Disproves if the app listens on 0.0.0.0 and the expected port.

Validation steps:

  1. Compare WEBSITES_PORT, PORT, and the actual listener log line together instead of assuming a single-setting mismatch explains the failure.
  2. Ensure custom containers expose the same port they advertise to App Service.
  3. Avoid hardcoding localhost bindings.

H3: Runtime or dependency mismatch

Proves if the process starts, then crashes with missing package, incompatible runtime, or native dependency errors.

Disproves if the same runtime and dependency set stays stable long enough to serve healthy requests.

Validation steps:

  1. Confirm the language/runtime version in App Service matches the app assumptions.
  2. Reconcile dependency installation method with deployment method.
  3. Check for native library requirements and architecture mismatches.

H4: Custom container startup contract issue

Proves if the image is pulled but App Service never gets a valid readiness response.

Disproves if built-in stacks show the same failure or the container logs show a correct listener quickly.

Validation steps:

  1. Verify exposed port, listener address, and startup command inside the image.
  2. Reduce startup work that blocks readiness.
  3. Keep the first health endpoint lightweight and unauthenticated.

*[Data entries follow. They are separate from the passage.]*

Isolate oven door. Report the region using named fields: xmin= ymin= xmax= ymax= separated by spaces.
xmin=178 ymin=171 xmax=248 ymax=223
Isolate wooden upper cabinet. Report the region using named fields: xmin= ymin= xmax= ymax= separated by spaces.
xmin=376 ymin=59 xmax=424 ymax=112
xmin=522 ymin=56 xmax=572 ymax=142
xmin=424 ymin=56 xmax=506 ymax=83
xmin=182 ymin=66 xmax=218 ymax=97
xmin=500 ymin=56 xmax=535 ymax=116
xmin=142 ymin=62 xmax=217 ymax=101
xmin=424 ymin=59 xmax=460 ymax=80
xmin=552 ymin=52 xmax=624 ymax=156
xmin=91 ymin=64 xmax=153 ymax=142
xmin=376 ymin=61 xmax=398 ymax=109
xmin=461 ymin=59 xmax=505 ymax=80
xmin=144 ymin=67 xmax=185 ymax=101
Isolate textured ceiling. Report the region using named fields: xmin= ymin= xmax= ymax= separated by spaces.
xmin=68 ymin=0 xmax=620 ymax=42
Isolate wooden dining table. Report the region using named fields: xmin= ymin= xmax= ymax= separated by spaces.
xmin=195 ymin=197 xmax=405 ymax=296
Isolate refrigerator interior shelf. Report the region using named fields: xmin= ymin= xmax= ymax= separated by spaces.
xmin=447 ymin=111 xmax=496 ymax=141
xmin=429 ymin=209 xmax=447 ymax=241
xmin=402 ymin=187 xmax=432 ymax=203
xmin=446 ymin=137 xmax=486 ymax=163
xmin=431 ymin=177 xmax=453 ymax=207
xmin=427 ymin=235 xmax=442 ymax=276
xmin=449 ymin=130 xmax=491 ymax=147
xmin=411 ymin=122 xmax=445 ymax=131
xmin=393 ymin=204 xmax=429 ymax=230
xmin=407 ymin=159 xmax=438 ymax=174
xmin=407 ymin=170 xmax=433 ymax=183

7. Likely Root Cause Patterns

Pattern Evidence Resolution
Wrong module/class path Import or startup command error in console logs Fix startup command to match artifact layout.
Wrong port binding Listener uses another port or localhost Bind 0.0.0.0 to the expected port.
Missing dependencies Immediate crash after startup begins Rebuild artifact or enable correct build automation.
Slow cold initialization Logs eventually show readiness after timeout Optimize startup path and use lighter warm-up behavior.
Container contract mismatch Custom image starts elsewhere but not on App Service Align image entrypoint, exposed port, and readiness behavior.

8. Immediate Mitigations

  1. Restart once only after capturing logs from the first failing attempt.
  2. Revert to the last known good package or image if production is affected.
  3. Correct obvious startup command and port mismatches before changing timeout values.
  4. For slot-based releases, validate staging startup on its own hostname before swap.
  5. If initialization is heavy, temporarily remove nonessential bootstrap work from the critical path.
  6. Re-test with one clear startup timeline and confirm healthy HTTP responses appear.

9. Prevention

Prevention checklist

  • [ ] Keep startup commands version-controlled and reviewed with each repo layout change.
  • [ ] Standardize one port-binding convention across environments.
  • [ ] Capture startup logs centrally in Log Analytics or Application Insights.
  • [ ] Test startup on a staging slot before production promotion.
  • [ ] Keep readiness endpoints lightweight and free from expensive dependency checks.